DR. GOODMAN: Sure. Let me just correct something Newt said a moment ago. It's that the Treasury ruled that the health reimbursement account should roll over. It could rule that the flexible spending account could roll over too. They haven't done that yet, and a lot of people in the administration think, well, Congress probably should make this decision.
As many people here know, the flexible spending account is an account where employees put pretax dollars in a monthly basis, it has a "use it or lose it" rule, and therefore, at the end of the year, if you still have money left in the account you're encouraged to spend it.
If these accounts could roll over, it would change the American health care system, dramatically, overnight, and why is that?
Because--and most people don't know this--employers can contribute to these accounts but most do not. If these accounts could roll over, then employers would have an incentive to create all kinds of new health care plans in which you have new kinds of divisions between what third party pays for and individuals pay for, and you don't have any of these arbitrary restrictions that we have on medical savings accounts.
See, even with medical savings account reform that's being proposed on the Hill, you're still going to have a thousand dollar deductible that's across the board and applies to everything.
But with a flexible spending account, the idea there is it fills any gap that happens to be in the third party plan, and so you have complete flexibility, and by the way, the most interesting medical saving accounts, the ones that have developed in South Africa where medical saving account plans have half the market there for private insurance, they're not across-the-board deductible plans.

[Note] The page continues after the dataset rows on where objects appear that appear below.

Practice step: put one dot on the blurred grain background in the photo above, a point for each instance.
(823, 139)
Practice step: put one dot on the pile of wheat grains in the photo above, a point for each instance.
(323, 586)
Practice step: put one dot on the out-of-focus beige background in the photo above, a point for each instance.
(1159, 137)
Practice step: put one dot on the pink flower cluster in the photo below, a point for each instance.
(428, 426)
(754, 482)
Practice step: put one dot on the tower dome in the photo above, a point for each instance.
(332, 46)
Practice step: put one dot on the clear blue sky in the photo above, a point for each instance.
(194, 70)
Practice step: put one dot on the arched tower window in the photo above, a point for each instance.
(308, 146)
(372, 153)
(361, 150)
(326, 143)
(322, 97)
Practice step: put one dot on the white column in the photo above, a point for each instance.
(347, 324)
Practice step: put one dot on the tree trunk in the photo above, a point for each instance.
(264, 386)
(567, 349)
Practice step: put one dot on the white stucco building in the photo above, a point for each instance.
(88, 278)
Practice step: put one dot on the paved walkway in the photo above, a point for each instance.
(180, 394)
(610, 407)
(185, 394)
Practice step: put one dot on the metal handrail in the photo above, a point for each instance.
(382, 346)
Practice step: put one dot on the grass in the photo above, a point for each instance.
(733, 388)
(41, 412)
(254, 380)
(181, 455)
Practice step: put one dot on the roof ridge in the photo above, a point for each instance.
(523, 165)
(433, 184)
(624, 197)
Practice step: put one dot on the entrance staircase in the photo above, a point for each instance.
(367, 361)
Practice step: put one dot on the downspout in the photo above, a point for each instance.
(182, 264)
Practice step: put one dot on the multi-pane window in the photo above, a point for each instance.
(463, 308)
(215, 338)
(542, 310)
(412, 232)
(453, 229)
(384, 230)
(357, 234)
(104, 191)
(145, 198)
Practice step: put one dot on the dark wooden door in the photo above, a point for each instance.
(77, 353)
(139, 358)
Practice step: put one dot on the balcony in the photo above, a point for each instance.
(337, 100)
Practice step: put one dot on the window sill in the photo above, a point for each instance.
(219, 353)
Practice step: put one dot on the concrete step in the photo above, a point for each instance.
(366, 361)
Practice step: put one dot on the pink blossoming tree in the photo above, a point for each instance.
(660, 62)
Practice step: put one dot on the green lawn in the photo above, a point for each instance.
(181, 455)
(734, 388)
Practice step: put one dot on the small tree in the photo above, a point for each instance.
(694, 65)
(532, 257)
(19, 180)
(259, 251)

There is typically no deductible in the hospital because they assume patients are not exercising a lot of discretion in the hospital. There is a high deductible for physicians visits because they figure there's a lot of discretion there. But if it's a drug that chronic patients need to take and failure to take the drug could lead to higher health care costs, they drop the deductible back to zero. There are a lot of other interesting innovations that I could talk about.
But you need flexibility. What Kennedy and Archer agreed to was great for 100,000 people, but if you want millions of people to have a health spending account, it needs to be completely flexible, it needs to be an account that can change from year to year, and that can't happen if Congress is telling you what exactly it has to look like.
DR. SAVING: I think another issue with that is, What do you do with the saving that's left over? I think it's very important--the fact that the current flexible savings accounts are not valuable because it actually encourages people to treat the same common property problem, is treating it as if it's all first dollar coverage. But my argument is that you would want those to actually revert back to the individuals as cash in their pocket. They have to treat this as if it's their own money, and I think that's important, and when I was dealing with the HHS people in Texas who are concerned about Medicare patients going, using the emergency room as their family doctor whenever they have the sniffles, and they were asking me, you know, how you might deal with this, and I said, well, you have to charge them when they go in.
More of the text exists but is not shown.